Seeing that aspect of MR, typical Marxists say MR is "basically Keynesian"! They are still looking for capitalism to FROP on its own, after all these years. :-0

Jim F. said...

The Keynesian influence on Sweezy has always been a bone of contention for other Marxists. Back in the late 1960s, Paul Mattick wrote a critique of Keynesianism, in which Sweezy, was at least by implication, one of his targets. Marc Linder et al. in their book Anti-Samuelson, while primarily (as the title suggests) targeting Paul Samuelson's brand of Keynesianism, also took time out to critique Sweezy precisely for his Keynesianism. And more recently, James Heartfield has simiarly criticized Seezy

Of course as Sweezy's economic thought matured, the problem of monopoly loomed larger and larger. But here too, his thinking was both congruent with and indeed influenced by what contemporary left Keynesians like Joan Robinson and Michal Kalecki were doing in that area. And Joan Robinson had famously rejected the thesis that Keyensianism could be reconciled to neoclassical economics in the way that people like Samuelson were
pushing.

I remember once discussing this with Mike Lebowitz on the Marxmail List. He seemed a bit reluctant to acknowledge the extent of Keyensian influence on Sweezy, even though some of his own writings concerning Sweezy make clear that the influence was quite substantial.

Yoshie said...

I'll have to look up the Farmelant-Lebowitz correspondence. Anyway, I do agree that there's probably ambivalence over Keynes among people writing for MR. The ambivalence has its source in the secret longing for "a terminal crisis of capitalism." Most MR writers would flatly reject the idea that capitalism would collapse on its own if they get specifically asked about it, but a lot of them probably do get all too excited about major downturns like the one we are in.

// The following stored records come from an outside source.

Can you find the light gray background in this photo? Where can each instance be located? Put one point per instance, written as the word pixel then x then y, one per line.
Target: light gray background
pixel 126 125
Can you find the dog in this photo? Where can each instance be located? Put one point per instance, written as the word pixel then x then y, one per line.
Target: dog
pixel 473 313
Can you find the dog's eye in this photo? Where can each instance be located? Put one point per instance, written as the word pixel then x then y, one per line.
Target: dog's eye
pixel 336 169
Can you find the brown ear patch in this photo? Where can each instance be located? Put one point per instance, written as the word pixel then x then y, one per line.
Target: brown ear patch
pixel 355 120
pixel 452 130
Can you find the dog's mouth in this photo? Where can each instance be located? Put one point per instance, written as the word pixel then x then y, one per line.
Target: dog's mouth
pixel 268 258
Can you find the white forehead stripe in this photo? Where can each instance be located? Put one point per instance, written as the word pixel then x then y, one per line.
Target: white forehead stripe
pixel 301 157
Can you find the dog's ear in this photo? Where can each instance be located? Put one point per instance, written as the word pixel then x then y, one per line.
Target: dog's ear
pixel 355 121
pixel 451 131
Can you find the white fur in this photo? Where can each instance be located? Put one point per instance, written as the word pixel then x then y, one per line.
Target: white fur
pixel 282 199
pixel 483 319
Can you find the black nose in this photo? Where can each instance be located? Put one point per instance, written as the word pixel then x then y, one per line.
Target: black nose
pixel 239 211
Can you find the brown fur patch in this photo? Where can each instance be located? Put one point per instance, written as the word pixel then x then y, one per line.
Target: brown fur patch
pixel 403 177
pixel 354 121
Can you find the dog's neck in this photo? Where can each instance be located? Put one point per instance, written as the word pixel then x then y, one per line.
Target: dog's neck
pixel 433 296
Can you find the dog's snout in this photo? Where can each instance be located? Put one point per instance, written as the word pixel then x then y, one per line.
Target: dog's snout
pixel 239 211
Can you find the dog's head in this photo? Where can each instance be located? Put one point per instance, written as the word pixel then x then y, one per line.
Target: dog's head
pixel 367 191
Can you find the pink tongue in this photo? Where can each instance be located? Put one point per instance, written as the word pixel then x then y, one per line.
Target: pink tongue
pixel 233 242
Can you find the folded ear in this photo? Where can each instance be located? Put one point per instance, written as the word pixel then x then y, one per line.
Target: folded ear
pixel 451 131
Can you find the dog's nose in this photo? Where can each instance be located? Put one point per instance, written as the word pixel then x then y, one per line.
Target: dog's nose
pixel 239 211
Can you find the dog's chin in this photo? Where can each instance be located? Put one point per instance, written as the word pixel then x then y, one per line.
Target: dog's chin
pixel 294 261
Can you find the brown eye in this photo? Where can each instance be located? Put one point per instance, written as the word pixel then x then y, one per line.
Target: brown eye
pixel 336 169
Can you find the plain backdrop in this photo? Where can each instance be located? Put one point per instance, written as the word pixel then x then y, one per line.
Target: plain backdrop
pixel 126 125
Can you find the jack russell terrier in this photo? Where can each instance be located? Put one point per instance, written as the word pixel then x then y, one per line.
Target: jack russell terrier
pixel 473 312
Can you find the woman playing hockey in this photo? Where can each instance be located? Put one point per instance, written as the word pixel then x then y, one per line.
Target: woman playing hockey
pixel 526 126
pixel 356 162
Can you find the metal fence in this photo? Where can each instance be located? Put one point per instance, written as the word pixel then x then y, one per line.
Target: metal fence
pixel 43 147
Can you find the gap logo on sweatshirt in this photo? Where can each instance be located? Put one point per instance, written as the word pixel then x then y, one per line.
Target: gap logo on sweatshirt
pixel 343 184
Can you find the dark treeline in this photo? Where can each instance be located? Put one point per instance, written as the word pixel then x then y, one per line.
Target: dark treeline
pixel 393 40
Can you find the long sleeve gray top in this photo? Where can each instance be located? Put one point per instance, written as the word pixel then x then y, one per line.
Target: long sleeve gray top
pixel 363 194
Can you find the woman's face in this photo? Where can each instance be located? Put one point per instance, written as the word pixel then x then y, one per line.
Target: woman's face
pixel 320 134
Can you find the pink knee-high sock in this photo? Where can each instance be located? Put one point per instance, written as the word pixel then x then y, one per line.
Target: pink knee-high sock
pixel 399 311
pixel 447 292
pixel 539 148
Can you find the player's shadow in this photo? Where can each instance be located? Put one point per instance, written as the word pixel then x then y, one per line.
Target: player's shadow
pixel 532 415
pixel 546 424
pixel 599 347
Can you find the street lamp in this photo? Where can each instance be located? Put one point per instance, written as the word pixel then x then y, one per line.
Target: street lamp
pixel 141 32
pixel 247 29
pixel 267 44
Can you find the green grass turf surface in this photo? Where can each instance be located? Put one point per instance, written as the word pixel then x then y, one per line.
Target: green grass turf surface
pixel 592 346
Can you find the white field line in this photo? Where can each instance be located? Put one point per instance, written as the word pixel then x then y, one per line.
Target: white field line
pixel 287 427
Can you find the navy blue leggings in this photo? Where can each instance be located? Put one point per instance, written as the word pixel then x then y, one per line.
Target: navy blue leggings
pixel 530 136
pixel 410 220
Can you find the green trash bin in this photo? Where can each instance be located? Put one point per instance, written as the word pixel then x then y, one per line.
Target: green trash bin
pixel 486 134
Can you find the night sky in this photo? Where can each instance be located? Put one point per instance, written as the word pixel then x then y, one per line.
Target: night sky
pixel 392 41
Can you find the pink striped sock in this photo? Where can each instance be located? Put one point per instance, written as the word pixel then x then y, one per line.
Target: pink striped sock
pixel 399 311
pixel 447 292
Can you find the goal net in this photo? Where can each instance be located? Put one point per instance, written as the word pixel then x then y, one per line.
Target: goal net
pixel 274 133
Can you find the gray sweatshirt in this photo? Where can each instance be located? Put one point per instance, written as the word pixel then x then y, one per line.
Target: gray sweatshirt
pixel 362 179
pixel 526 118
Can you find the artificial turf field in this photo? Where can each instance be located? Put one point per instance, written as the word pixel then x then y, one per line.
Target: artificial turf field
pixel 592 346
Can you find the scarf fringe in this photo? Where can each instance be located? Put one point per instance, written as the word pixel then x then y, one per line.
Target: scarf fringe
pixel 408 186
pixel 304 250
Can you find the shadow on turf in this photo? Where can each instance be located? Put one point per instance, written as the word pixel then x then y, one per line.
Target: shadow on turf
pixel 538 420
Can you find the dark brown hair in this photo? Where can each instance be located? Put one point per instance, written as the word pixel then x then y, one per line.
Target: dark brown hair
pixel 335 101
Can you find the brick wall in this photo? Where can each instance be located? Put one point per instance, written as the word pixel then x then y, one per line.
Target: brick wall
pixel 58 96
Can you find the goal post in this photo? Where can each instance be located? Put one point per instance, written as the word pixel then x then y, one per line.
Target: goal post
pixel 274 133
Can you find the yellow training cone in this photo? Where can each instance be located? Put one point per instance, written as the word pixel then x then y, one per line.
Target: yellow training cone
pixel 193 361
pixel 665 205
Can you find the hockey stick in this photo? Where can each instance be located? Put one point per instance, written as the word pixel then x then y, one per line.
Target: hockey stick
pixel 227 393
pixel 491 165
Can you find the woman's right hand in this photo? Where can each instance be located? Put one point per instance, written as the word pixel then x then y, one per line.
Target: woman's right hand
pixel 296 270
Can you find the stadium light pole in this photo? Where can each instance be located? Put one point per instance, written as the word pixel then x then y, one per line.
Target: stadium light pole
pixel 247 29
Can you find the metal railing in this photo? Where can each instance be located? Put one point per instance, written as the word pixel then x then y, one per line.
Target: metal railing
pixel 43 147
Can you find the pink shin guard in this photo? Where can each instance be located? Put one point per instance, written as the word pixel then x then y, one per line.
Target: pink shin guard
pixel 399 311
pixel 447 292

Personally, I think that it's the MR school of Marxism's strength, rather than its weakness, to have gotten Keynes right -- righter than Keynes himself, not to mention typical Keynesians today, whose predilection for technocracy has prevented them from seeing what we can and cannot do with Keynes' best insights.

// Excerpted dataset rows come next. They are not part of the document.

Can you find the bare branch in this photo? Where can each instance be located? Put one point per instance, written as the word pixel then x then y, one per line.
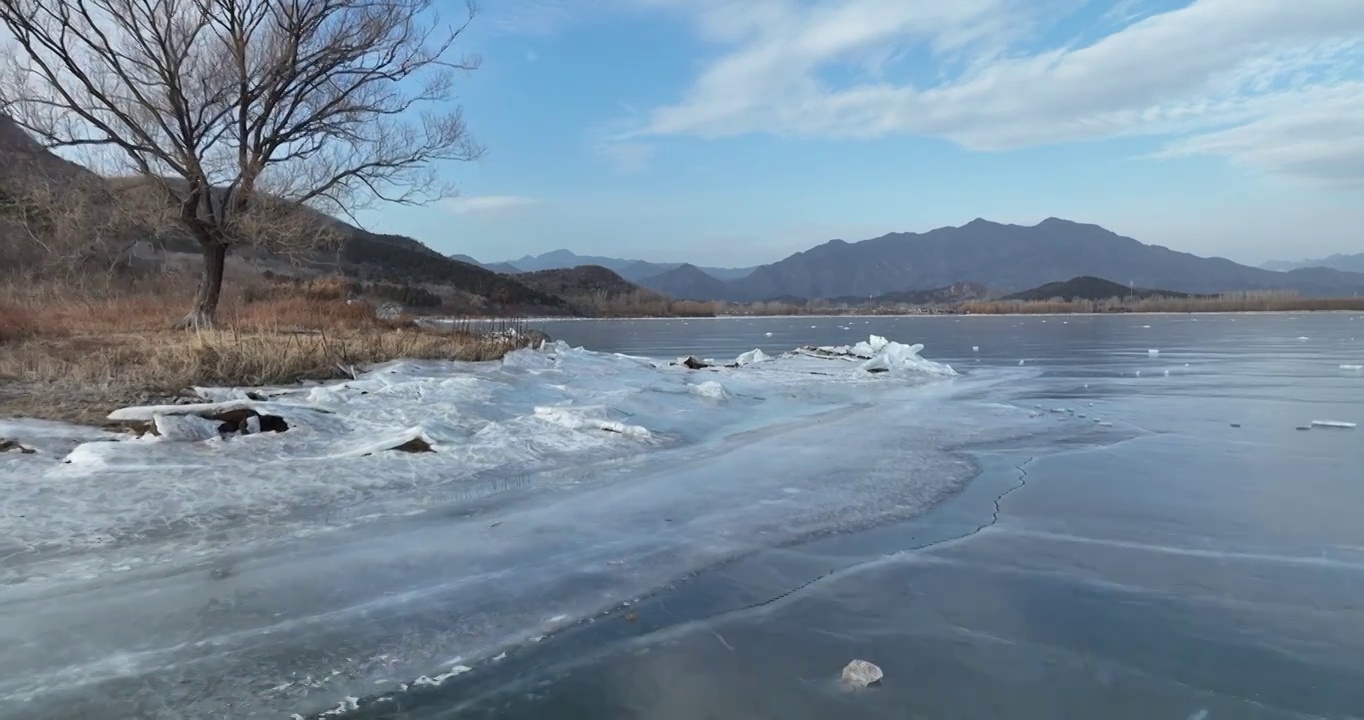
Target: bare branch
pixel 239 112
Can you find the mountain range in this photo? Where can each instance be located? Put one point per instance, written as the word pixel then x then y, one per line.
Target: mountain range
pixel 629 269
pixel 1004 258
pixel 1346 263
pixel 999 257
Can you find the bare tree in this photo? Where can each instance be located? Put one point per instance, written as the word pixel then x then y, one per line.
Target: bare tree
pixel 63 228
pixel 235 111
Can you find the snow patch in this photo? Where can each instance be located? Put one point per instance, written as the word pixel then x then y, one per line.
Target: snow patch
pixel 587 417
pixel 711 389
pixel 752 356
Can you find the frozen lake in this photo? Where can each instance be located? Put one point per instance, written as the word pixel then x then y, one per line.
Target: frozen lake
pixel 1068 528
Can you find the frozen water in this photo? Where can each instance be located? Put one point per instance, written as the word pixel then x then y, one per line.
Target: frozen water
pixel 752 356
pixel 285 572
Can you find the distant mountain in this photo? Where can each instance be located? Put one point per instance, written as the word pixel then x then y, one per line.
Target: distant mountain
pixel 688 282
pixel 1012 258
pixel 506 269
pixel 632 270
pixel 1089 288
pixel 1345 263
pixel 958 292
pixel 589 288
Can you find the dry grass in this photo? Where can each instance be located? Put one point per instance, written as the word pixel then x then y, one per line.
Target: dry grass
pixel 78 356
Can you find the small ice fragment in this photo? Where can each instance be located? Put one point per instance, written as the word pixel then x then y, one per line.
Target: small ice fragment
pixel 752 356
pixel 861 674
pixel 711 389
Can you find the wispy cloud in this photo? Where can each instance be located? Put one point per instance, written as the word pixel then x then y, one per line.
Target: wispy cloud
pixel 626 157
pixel 1266 83
pixel 487 203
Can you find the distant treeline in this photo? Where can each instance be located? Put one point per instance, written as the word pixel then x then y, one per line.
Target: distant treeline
pixel 1237 302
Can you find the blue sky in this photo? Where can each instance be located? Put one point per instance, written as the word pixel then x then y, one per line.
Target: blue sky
pixel 739 131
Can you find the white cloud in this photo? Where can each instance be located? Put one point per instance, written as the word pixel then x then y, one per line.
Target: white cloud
pixel 1243 79
pixel 486 203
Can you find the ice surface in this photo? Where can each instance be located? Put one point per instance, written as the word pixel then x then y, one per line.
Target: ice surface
pixel 711 389
pixel 752 356
pixel 265 574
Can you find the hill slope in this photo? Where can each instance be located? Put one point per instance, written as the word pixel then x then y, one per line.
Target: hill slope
pixel 592 289
pixel 686 282
pixel 1012 258
pixel 1345 263
pixel 360 254
pixel 632 270
pixel 1089 288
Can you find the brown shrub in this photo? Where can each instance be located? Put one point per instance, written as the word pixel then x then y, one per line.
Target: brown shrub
pixel 78 356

Getting both Marx and Keynes right, in my opinion, would lead one to the conclusion that "it's politics and culture, stupid!" But economism dies hard.

Jeff Rubard said...

Yoshie,

Tell me about it.

CEJ said...

What did the US do to end the high unemployment of the Great Depression? Entering WW II put something like 18 million men and several million women directly onto the government payroll. And then what about all the women going to work for defense contractors and suppliers?